Dik Buto Makan Rembulan - Karya Perdana yang Apik dari Penerbit Humi — Normal People ID

Dik Buto Makan Rembulan - Karya Perdana yang Apik dari Penerbit Humi

Dik Buto Makan Rembulan



Judul: Dik Buto Makan Rembulan

Penulis: Zulfa Adiputri

Illustrator: Matto Haq

Publisher: Penerbit Hujan dan Bumi

Jumlah Halaman: 40  halaman

Tahun Publikasi: 2023

Harga: Rp103,200 beli disini


Dahulu, orang Jawa percaya gerhana terjadi karena matahari atau bulan sedang dimakan raksasa alias Buto. Dimulai saat para dewa akan membagi air penghidupan yang disebut tirta amerta. Namun karena jumlahnya terbatas, maka pimpinan dewa membagi rata secara antre. 


Pimpinan dewapun meminumkan tirta amerta menggunakan daun beringin, disendok lalu dimasukkan ke mulut dewa. Konon tirta amerta tidak akan membuat para dewa mati. Hidup kekal selamanya.

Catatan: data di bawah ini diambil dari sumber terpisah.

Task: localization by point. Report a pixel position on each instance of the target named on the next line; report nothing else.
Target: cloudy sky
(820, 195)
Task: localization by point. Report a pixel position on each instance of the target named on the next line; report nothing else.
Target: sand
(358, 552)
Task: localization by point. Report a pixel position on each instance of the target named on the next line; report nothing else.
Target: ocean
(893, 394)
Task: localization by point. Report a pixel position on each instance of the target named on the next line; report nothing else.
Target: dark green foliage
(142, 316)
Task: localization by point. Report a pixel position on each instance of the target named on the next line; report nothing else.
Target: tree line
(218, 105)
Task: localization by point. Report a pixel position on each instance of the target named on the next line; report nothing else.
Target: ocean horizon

Pembagian tirta amerta ini pun diketahui buto. Karena ingin meminum tirta amerta, buto pun mengubah wujud aslinya dengan menyamar seperti para dewa agar tak ketahuan. Namun setelah antri dan mendapat giliran minum, dewa matahari Bethoro Suryo mengenalinya. Bethoro Suryo pun langsung memanah Buto di leher, tubuh buto langsung terbagi menjadi 2. Badannya jatuh ke bumi lalu menjadi lesung dan kepalanya melayang di angkasa. Namun kepala buto masih terus hidup karena sudah meminum tirta amerta.

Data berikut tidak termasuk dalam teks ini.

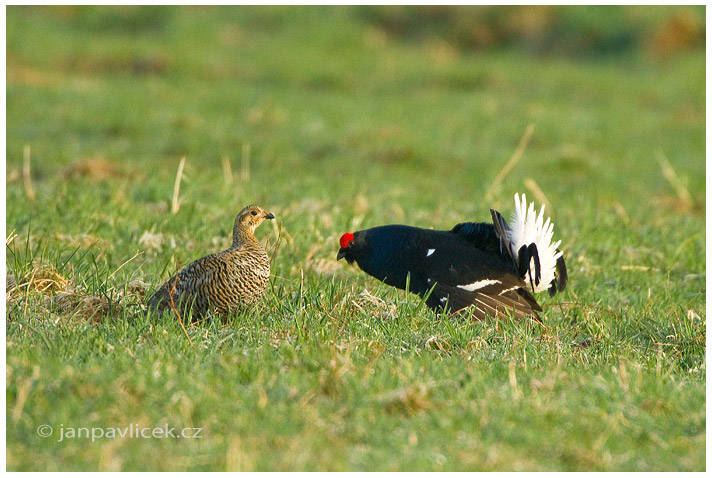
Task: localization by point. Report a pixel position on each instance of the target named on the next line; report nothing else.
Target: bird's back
(222, 282)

Buto pun berjanji akan membalas dendam dengan memakan matahari dan bulan. Saat hari pembalasan tiba, buto memakan matahari atau bulan dengan amarahnya. Saat matahari atau bulan ditelan buto itulah fenomena gerhana terjadi, lalu warga membunyikan kentongan dan lesung yang merupakan badan buto agar melepaskan matahari atau bulan yang ditelannya.

 

Buto pun dendam kepada Bethoro Suryo, Buto mengancam suatu saat akan menelannya. Tak hanya itu, ia juga mengancam akan memakan bulan di malam hari. Akhirnya, ketika matahari atau bulan menjadi gelap karena gerhana nenek moyang selalu membunyikan kentongan dan lesung. Hal ini dilakukan agar si Buto melepaskan matahari atau bulan. Tetapi Buto sudah terlanjur menelan matahari dan bulan. Tanpa sadar jika ia tidak memiliki perut. Sehingga meski ditelan, matahari maupun bulan tetap keluar lagi.

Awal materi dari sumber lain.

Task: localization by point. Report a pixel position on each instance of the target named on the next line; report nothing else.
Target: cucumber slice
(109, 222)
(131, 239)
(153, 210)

Dongeng tersebut menjadi inspirasi lahirnya buku Dik Buto Makan Rembulan. Sebuah cerita rakyat yang masih saya dengar dari simbah saat saya SD. Tentu saja cerita Dik Buto Makan Rembulan dibuat lebih modern.

Jika Buto selalu berasosiasi dengan raksasa yg menyeramkan. Namun, tokoh buto yg dalam buku ini memberikan kesan yg baru dan segar. Selain karena panggilan “Dik” tentu saja karena ilustrasi Buto yang lucu dan gemoy.



Membuka halaman buku ini terasa menyenangkan. Cerita yang sederhana tapi penuh makna, ilustrasi yang unik yang membuat saya berlama-lama memandangi halaman buku sambil mikir. “Oh, ini itu yaa?, Eh iya gak sih?”.Hahaha 😂 😂


Warna yang digunakan pun sangat jarang digunakan di buku anak lain yang umumnya menggunakan warm tones. Membaca buku ini terasa belajar tanpa merasa sedang belajar, contohnya pada adegan bentuk makanan pada bulan. Cerita dalam bukupun multitafsir yang mengajak pembaca dewasa berpikir dan bisa menjadi bahan diskusi seru dengan sikecil.


Penerbit dengan motto “lihat dunia dengan kacamata takjub!” ini sukses menerbitkan buku yang dapat memantik rasa dan nalar anak-anak. Sebagai karya pertama dari Penerbit HuMi buku ini merupakan tolok ukur untuk buku-buku berikutnya. Semoga dibuku-buku berikutnya kualitas masih bisa dijaga.